Face ao exposto, concluímos que, tendo em conta que o veículos tinha tido a primeira matrícula no país de origem, (Alemanha), em 14.09.2018. conforme factualidade dada como provada – será esta a data relevante para aplicação do facto gerador de imposto previsto no art. 5.º do CISV o que, assim sendo, determina a aplicação da taxa intermédia que resulta da al. d), do n.º 1 do art. 8.º do CISV, na redação que estava em vigor à data dessa primeira matrícula.

 Assim sendo, se conclui que é de aplicar a taxa intermédia de 25%, constante da al. d) do n.º 1 do art. 8.º do CISV, na redação da Lei 82-D/2014, de 31 de dezembro, uma vez que se trata de veículo ligeiro de passageiros, com motor híbrido plug-in, com bateria que pode ser carregada através de ligação à rede elétrica, com autonomia no modo elétrico de 48 km, sendo, assim, superior aos 25 km mínimos previstos na lei(...).

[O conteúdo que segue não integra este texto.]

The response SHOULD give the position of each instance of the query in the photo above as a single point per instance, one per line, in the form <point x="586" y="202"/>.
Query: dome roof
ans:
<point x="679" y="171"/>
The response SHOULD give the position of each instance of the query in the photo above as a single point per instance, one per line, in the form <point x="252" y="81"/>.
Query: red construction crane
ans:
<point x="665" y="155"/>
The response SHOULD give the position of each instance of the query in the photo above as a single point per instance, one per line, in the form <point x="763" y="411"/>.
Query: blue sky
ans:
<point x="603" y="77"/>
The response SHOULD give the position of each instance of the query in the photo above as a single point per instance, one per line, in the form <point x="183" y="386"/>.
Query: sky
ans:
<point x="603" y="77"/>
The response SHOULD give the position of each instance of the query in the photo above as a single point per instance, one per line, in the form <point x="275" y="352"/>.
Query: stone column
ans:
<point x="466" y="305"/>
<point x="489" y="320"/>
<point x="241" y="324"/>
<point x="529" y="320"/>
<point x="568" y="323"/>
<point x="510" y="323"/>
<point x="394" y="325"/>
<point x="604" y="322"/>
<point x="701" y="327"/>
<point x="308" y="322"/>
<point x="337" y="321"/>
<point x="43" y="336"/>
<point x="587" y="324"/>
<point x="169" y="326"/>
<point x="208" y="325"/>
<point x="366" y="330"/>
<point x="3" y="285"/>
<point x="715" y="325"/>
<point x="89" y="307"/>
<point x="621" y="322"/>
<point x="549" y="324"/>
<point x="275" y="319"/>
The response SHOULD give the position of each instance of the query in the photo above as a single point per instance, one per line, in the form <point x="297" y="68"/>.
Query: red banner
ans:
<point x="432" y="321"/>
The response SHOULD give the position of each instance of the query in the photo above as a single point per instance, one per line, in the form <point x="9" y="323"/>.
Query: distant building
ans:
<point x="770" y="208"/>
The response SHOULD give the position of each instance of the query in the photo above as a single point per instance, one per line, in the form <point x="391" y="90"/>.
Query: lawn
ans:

  1. Nessa razão, e aderindo totalmente à jurisprudência acima, determina-se a anulação parcial, (conforme pedido), do ato tributário de liquidação de ISV em apreço nos autos, uma vez que padece de ilegalidade, já que não considerou a redução de ISV, resultante da aplicação da taxa intermédia de 25%, constante da al. d) do n.º 1 do artigo 8.º do Código do ISV, na redação da Lei 82-D/2014, de 31 de dezembro.
  1. Do pagamento de juros indemnizatórios
  1. Determina o n.º 5 do artigo 24.º, do RJAT que “é devido o pagamento de juros, independentemente da sua natureza, nos termos previsto na lei geral tributária e no Código de Procedimento e de Processo Tributário”.
  2. Nos processos arbitrais tributários pode haver lugar ao pagamento de juros indemnizatórios, nos termos do disposto nos n.ºs 1 e 2 do artigo 43.º, e artigo 100.º, da LGT, quando se determine que houve erro imputável aos serviços de que resulte pagamento da dívida tributária em montante superior ao legalmente devido.
  3. Determina ainda a alínea b) do n.º 1 do artigo 24.º do RJAT, que “a decisão arbitral sobre o mérito da pretensão de que não caiba recurso ou impugnação vincula a administração tributária a partir do termo do prazo previsto para o recurso ou impugnação, devendo esta restabelecer a situação que existiria se o ato tributário objeto da decisão arbitral não tivesse sido praticado, adotando os atos e operações necessários para o efeito”.
  4. Consequentemente, terá de se proceder ao reembolso parcial do montante pago pelo Requerente, relativo ao ISV na parte em que a liquidação é anulada, de modo a que se reconstitua a situação que existiria se não se tivesse cometido a ilegalidade já referida.
  5. Assim, considerando o disposto no artigo 61.º, do CPPT, como se verificam preenchidos os requisitos do direito a juros indemnizatórios, o Requerente terá direito a esses juros, calculados à taxa legal sobre o montante de ISV pago indevidamente, contabilizados de acordo com o disposto no n.º 3 do artigo 61.º, do CPPT, isto é, desde a data do pagamento do imposto indevido até à data do efetivo ree7mbolso.
  1. DECISÃO

De harmonia com o exposto, este Tribunal Arbitral decide:

  1. Julgar improcedente a exceção de incompetência material do Tribunal;
  2. Julgar procedente o pedido arbitral de anulação do ato tributários impugnado;
  3. Julgar procedente o pedido de juros indemnizatórios;
  4. Condenar a Requerida nas custas processuais.
  1. VALOR DO PROCESSO

Fixa-se o valor do processo em 1.923,30 euros, nos termos do artigo 97.º-A, n.º 1, a), do Código de Procedimento e de Processo Tributário, aplicável por força das alíneas a) e b) do n.º 1 do artigo 29.º do RJAT e do n.º 3 do artigo 3.º do Regulamento de Custas nos Processos de Arbitragem Tributária.

  1. CUSTAS

Fixa-se o valor da taxa de arbitragem em 306 €, os termos da Tabela I do Regulamento das Custas dos Processos de Arbitragem Tributária, dos artigos 12.º, n.º 2, e 22.º, n.º 4, ambos do Regime Jurídico da Arbitragem Tributária, e artigo 4.º, n.º 4, do citado Regulamento, a cargo da Requerida.